3. Pandas for sample data set exploratory data analysis

    This allow us to explore easily and fast a small sample of the data, if we are talking about Bigdata.

4. PySpark for large data set data processing to transform staging table to dimensional table

    This is needed when managing a massive amount of data, or if eventually, you will handle it.

    Some of the its advantages are:

    - Speed.
    - Ease of use.
    - Advanced Analytics.
    - Dynamic in Nature.
    - Multilingual.


#### Data Update Frequency
1. Tables created from immigration and temperature data set should be updated monthly since the raw data set is built up monthly.

2. Tables created from demography data set could be updated annually since demography data collection takes time and high frequent demography might take high cost but generate wrong conclusion.

3. All tables should be update in an append-only mode.

#### Future Design Considerations
1. The data was increased by 100x.

    If Spark with standalone server mode can not process 100x data set, we could consider to put data in [AWS EMR](https://aws.amazon.com/tw/emr/?nc2=h_ql_prod_an_emr&whats-new-cards.sort-by=item.additionalFields.postDateTime&whats-new-cards.sort-order=desc) which is a distributed data cluster for processing large data sets on cloud, also can be considered Databricks as a solution for this task, it is important to analyze cost/benefit from an engineering perspective.


2. The data populates a dashboard that must be updated on a daily basis by 7am every day.

    [Apache Airflow](https://airflow.apache.org) could be used for building up a ETL data pipeline to regularly update the date and populate a report. Apache Airflow also integrate with Python and AWS works very well. More applications can be combined together to deliever more powerful task automation, also can look for for another alternatives to Apache Airflow that can fit better your needs.


3. The database needed to be accessed by 100+ people.

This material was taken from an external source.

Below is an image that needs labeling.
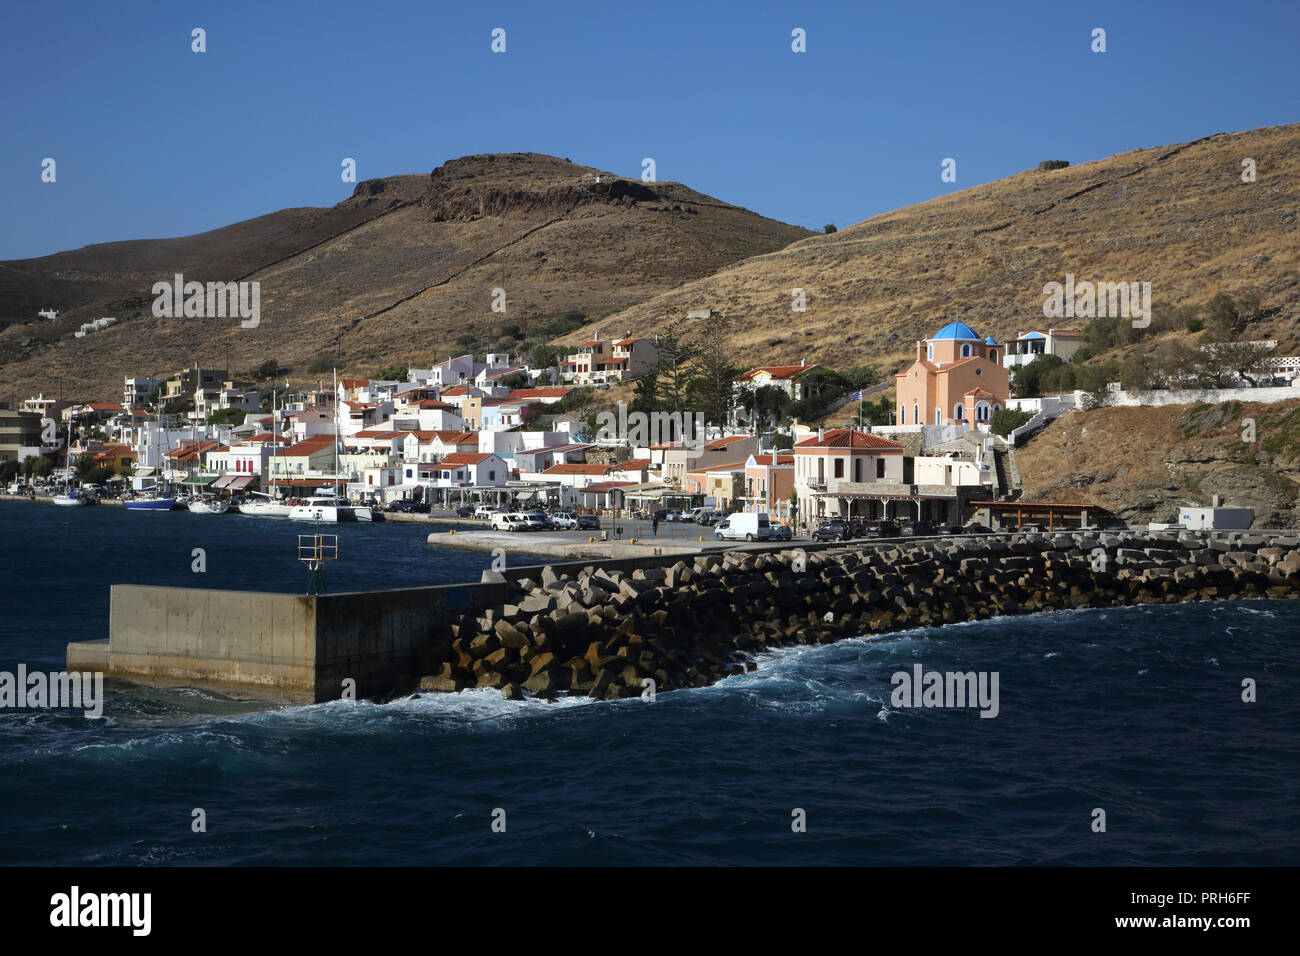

    [AWS Redshift](https://aws.amazon.com/tw/redshift/?nc2=h_ql_prod_db_rs&whats-new-cards.sort-by=item.additionalFields.postDateTime&whats-new-cards.sort-order=desc) can handle up to 500 connections. If this SSOT database will be accessed by 100+ people, we can move this database to Redshift with confidence to handle this request. Cost/Benefit analysis will be needed if we are going be implement this cloud solution.

## Test query

Get the most `visa_type` in the sample data.

In [29]:
df_immigration_airline.dtypes

cic_id           float64
airline           object
admin_num        float64
flight_number     object
visa_type         object
dtype: object

In [30]:
from pyspark.sql.types import StructType,StructField, StringType, FloatType

In [31]:
schema = StructType([ \
    StructField("cic_id",FloatType(),True), \
    StructField("airline",StringType(),True), \
    StructField("admin_num",FloatType(),True), \
    StructField("flight_number", StringType(), True), \
    StructField("visa_type", StringType(), True) \
  ])

In [32]:
sp_immigration_airline = spark.createDataFrame(df_immigration_airline, schema)
sp_immigration_airline.show(5)

+---------+-------+------------+-------------+---------+
|   cic_id|airline|   admin_num|flight_number|visa_type|
+---------+-------+------------+-------------+---------+
|4084316.0|     JL|5.6582676E10|        00782|       WT|
|4422636.0|    *GA|9.4361993E10|        XBLNG|       B2|
|1195600.0|     LH|5.5780467E10|        00464|       WT|
|5291768.0|     QR|9.4789698E10|        00739|       B2|
| 985523.0|    NaN|4.2322571E10|         LAND|       WT|
+---------+-------+------------+-------------+---------+
only showing top 5 rows



In [33]:
sp_immigration_airline.createOrReplaceTempView("immigration_airline")

In [34]:
query = spark.sql("""
    SELECT visa_type,
       Count(cic_id) AS Quantity
    FROM   immigration_airline
    GROUP  BY visa_type
    ORDER  BY Count(cic_id) DESC
    LIMIT  1
""")
query.show()

+---------+--------+
|visa_type|Quantity|
+---------+--------+
|       WT|     443|
+---------+--------+